Many lenders are reluctant to finance MSRs, given some challenges that the asset presents. These include the actual ability to replace the servicer in the event of a servicer default, in which the servicer is stripped of the servicing for cause, or in the event of a default under the lender’s financing documentation with the servicer. In addition, there is always the threat of a potential servicer bankruptcy proceeding. In a private securitization context, these challenges are multiplied by restrictions in the documents and ongoing rating agency scrutiny. Although state law, for public policy reasons, nullifies anti-assignment provisions in documents in the context of financing a right to receive payment (for example, a monthly servicing fee), the threat of a rating agency downgrading a transaction if servicing is encumbered to a third party is a concern that cannot be discounted and gives lenders pause.
There is an inherent tension in any servicing financing between the ability to pay an economic servicing fee to a servicer (or replacement servicer) for servicing the underlying mortgage loans and financing the present value of such fees. This is because regardless of whether the MSRs are sold to a third party, there will always be a subservicing fee that will need to be accounted for (either to be paid to a third party contract servicer or attributed to the servicer for the servicing function). The risk of erosion in value is compounded by mortgage loan owner’s ability (or a securitization trust, in the case of private-label securitizations) to terminate a servicer for cause without any payment to the servicer.
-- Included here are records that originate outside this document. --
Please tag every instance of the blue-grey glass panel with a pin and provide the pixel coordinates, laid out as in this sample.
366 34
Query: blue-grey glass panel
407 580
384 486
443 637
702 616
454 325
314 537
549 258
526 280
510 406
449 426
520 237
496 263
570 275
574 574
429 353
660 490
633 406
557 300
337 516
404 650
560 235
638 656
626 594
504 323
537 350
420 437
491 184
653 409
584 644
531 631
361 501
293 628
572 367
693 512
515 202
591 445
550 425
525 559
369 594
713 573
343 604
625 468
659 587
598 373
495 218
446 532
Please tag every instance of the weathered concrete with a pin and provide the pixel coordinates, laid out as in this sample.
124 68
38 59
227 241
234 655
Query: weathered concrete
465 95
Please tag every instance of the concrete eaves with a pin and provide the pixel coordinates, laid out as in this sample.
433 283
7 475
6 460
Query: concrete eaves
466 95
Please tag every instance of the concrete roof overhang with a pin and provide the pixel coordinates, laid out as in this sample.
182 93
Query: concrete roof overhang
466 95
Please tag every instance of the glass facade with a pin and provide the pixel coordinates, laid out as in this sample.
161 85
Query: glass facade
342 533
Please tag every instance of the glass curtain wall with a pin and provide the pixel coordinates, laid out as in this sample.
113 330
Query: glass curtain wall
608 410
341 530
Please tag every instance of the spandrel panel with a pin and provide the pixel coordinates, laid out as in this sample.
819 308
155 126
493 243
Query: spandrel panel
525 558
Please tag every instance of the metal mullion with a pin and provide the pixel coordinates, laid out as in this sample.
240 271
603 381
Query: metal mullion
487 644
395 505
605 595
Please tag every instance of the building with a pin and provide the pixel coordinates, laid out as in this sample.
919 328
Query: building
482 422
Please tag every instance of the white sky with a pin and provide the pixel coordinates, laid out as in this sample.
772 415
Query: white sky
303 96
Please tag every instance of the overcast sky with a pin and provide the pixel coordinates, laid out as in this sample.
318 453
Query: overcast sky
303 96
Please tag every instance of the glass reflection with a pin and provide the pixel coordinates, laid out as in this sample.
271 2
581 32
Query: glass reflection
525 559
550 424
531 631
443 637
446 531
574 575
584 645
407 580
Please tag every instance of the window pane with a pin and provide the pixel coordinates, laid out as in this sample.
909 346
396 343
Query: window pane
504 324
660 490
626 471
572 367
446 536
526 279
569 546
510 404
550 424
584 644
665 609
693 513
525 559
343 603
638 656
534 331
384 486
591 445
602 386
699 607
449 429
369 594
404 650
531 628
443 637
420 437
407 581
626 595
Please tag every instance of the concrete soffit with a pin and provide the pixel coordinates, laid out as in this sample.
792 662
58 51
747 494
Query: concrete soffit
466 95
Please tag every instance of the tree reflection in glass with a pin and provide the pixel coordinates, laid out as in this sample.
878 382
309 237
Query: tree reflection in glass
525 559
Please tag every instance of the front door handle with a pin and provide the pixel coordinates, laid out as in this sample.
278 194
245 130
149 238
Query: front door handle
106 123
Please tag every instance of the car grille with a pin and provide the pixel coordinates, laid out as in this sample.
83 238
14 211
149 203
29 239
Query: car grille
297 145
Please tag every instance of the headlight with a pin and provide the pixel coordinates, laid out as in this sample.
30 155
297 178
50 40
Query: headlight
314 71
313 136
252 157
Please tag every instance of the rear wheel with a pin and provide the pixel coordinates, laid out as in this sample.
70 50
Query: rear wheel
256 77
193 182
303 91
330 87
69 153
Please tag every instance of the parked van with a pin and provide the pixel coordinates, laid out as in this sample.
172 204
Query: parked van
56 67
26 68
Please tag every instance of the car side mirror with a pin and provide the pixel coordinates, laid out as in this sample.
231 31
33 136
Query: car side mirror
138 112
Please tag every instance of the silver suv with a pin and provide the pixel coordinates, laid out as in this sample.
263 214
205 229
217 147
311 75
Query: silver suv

In order to address some of these obstacles, the industry needs to reconsider its typical securitization structures to allow for financing MSRs as a permitted transaction under the documentation. This would include expanding provisions now found in many transactions that make servicing advance receivables financings possible to include the prospect of MSR financings. Among the issues to consider is whether intercreditor provisions would need to be inserted to the extent that the lender financing servicing advances is not the same lender financing the MSRs themselves. This would necessarily include addressing waterfall priorities and sharing provisions.
Typically, servicing advance reimbursements and servicing fee payments are equal in the waterfall. While there may be variations, there should be established rules for dividing cash flow among different lenders. Although the logical answer may be to have the same lender finance both the servicing advance receivables and the MSRs, this may not always be possible. The risk profile and appetite for these assets differ considerably, and not all lenders will want to finance both. However, if each lender’s rights are carefully delineated, this may offer an additional liquidity source for servicers who need to monetize the servicing asset with lenders who are willing to take on greater risk than is associated with servicing advance receivables financings.
Furthermore, in order to assist in any foreclosure process, a lender financing residential MSRs should have certain contractual rights to replace a servicer, either due to a default under the lender’s documentation with the servicer or due to a default by the servicer in a securitization. This would permit the lender to protect its investment in the residential MSRs. In either case, a rating agency confirmation requirement would protect the securitization and ensure that the security holders are protected. This would offer lenders some assurance of control over the asset that they finance.
In addition, there should be some attention given to whether a portion of the servicing (i.e., the excess spread) should be structured as an interest-only strip that is a security in the securitization itself. As a strip that is severable from a servicer’s future performance, this interest can give a lender greater protection for a portion of the proceeds attributable to the MSRs in the event of a servicer bankruptcy proceeding or other event that could otherwise impair the servicing asset. While a lender would still be subject to the bankruptcy court’s jurisdiction, a certificated strip is a separate asset that should have value in the same way any interest-only strip would have value in a securitization.
If the industry is committed to providing greater liquidity for servicers entering into the business, it must devise creative solutions to solve or mitigate some of the problems that drive lenders away from the asset. While no solution is bulletproof, reexamining these structures in the private-label securitization market can offer greater comfort to lenders who would otherwise be hesitant to enter.
Karen Gelernt is a partner in Alston Bird’s Finance Practice in New York.